It'd be awesome if I could import my Google Maps location history into something like this so I can stop giving them my GPS data forever. I just find it so damn useful, but I'd like to port it over, wipe it, and start on something privacy-respecting.
Suggestion: just start using something like this today (maybe in parallel with Google). In a few years, your Google location history will be less relevant, so importing it elsewhere will also feel less relevant.
When you want to migrate data, the trick is to first turn time on your side. As long as you keep using Google, you have time against you -- the longer you hold off on switching over, the longer you'll feel like you need to move the data over.
There's often something small one can do that changes the situation so that the passage of time doesn't make it worse anymore, but better. In this case, just starting to use something like this is it. Even if you continue to use Google at the same time.
I actually continue to use Google Maps for the opposite reason. The anonymous data aggregation across users is what powers features like traffic estimates and store busyness data.
Those are great to have, and I don't mind donating my information to keep them running.
As far as I know, owntracks doesn't actually store location history, it only defines a protocol for exchanging current location info between programs. If you're using their "official" recording server, writing a script to import history looks super easy [1].
My girlfriend was hiking near snowmass Colorado and wasn’t sure which path to take at one point. I opened google timeline, browsed back to 4 years before when I did the hike and told her to take a left.

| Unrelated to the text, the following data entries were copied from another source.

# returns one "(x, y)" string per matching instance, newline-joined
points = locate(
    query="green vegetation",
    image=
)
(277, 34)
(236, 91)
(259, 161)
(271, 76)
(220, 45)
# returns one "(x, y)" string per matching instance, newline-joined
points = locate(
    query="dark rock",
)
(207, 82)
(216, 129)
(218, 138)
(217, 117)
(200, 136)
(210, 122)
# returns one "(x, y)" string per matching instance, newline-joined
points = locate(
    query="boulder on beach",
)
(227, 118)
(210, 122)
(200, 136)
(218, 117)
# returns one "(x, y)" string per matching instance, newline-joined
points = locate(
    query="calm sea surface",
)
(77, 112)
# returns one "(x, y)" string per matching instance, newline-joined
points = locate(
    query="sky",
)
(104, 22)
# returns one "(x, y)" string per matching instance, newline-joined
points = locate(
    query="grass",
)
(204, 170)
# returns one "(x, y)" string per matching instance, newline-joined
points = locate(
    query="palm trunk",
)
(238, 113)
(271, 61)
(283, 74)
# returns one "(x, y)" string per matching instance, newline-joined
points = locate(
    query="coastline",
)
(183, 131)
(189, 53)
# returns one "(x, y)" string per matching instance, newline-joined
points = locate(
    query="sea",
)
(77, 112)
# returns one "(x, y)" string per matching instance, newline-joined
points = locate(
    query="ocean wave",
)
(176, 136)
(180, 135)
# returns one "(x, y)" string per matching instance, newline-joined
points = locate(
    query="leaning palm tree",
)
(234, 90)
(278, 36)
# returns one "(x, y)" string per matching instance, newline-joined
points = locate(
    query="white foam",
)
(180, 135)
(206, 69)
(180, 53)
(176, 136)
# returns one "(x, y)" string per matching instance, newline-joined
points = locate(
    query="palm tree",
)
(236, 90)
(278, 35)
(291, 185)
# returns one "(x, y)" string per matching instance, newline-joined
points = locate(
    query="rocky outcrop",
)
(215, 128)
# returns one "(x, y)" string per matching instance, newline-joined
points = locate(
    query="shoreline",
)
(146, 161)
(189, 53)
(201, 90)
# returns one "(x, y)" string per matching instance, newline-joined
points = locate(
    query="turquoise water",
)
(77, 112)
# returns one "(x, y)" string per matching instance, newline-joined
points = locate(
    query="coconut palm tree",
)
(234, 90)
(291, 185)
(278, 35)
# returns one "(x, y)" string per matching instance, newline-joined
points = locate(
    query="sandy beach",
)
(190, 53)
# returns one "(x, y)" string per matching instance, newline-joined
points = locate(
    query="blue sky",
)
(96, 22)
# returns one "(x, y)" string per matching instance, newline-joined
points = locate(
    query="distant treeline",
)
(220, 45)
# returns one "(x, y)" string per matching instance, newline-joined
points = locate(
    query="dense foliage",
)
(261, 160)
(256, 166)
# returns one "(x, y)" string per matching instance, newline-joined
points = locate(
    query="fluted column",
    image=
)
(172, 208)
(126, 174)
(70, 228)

I also regularly use google timeline and web history to figure out what I was doing a few months before when I hade a cryptic credit card charge for example.
I've had this (perhaps strange) thought where I am able to see my entire life traced out as my wanderings in two dimensions across the surface of this planet. Others too, for example co-workers I would come to know, girlfriends (ex-girlfriends as well as the one that would become my wife) and friends, relatives too would be traced — synchronized in time.
Watching the whole thing sped up and perhaps you begin to see life, or parts of your life anyway, as the humdrum of commuting, daily to and from the same job, same grocery stores, etc. — back and forth. Then punctuated occasionally, briefly, by a road trip, a trip abroad, or a permanent move to a new city (and new routines, cycles).
And then you get to see if there were ever tiny instants where you crossed paths, unknowingly, with a future wife/lover/coworker. Relatives who die: their traces drop off....
I know, I'm on a tangent here and this app was probably not designed as a tool for some sort of avant-garde pipe dream. But when you asked about why I would be interested in location data, that's what crosses my mind. :-)
Without going into much detail, I needed to write a personal statement talking about events that took place in the course of three years, and Google maps storing my locations by the minute was very helpful. Example: I traveled to city A between two dates, I know I flew there then drove back. I knew I went to this coffee shop at a specific hour and stayed there for 43 minutes... Etc
My only wish is if I was self hosting all this and not relying on Google.
For those of us who have multiple projects to visit, its good to know for billing purposes.
I honestly don't understand why personal location tracking is not a built-in feature of the modern mobile OS. I'd love to not even have to use a third-party app to work out where I was all week ...
Just to chime in as well -- it was useful to me for time tracking, "remembering" when exactly was that one event or when we last were in that one place, and retrospectively tagging places I liked for future reference.
It's useful for figuring out when things happened, and for figuring out when I was last where, very occasionally for finding 'what did I do on a given day'.
My Google Maps location data was very handy for me when I applied for my residence card and the form asked which countries I had visited in the last four years with dates.